Attack Types¶
AI is vulnerable to evasion, poisoning, inference, and extraction attacks. HEART currently focuses on the evaluation of computer vision models – including image classification and object detection – against evasion attacks, but will soon be extended to include the other three types of threat.
Evasion¶
Attacks that involve the manipulation of runtime data input into a trained model and crafting perturbations that cause the model to perform poorly (sometimes in a specific, targeted way). [1]
HEART supports the following types of evasion attacks:
Hop skip jump
Laser
Query efficient Black Box
Evasion attacks may have different goals.
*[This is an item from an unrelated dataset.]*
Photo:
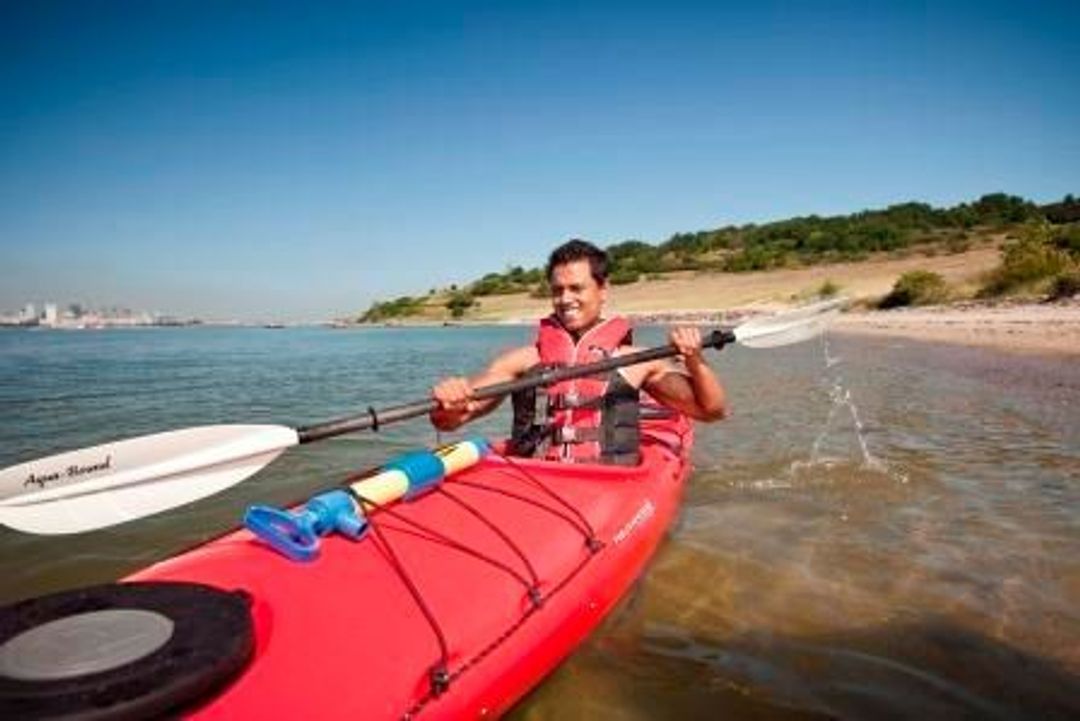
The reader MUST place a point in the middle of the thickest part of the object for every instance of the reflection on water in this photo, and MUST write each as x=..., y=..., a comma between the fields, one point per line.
x=882, y=530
For object detection models, evasion attacks may aim to cause the model to hallucinate objects (appearing attack), ignore existing objects (hiding attack or invisibility) [2], or mislocate or misclassify detected objects. Variations of the attack goal for object detection can include overflow attacks that lead the model to detect an extremely large number of objects. This can result in memory overflows and/or increased latency [3], rendering the detector unusable (denial of service).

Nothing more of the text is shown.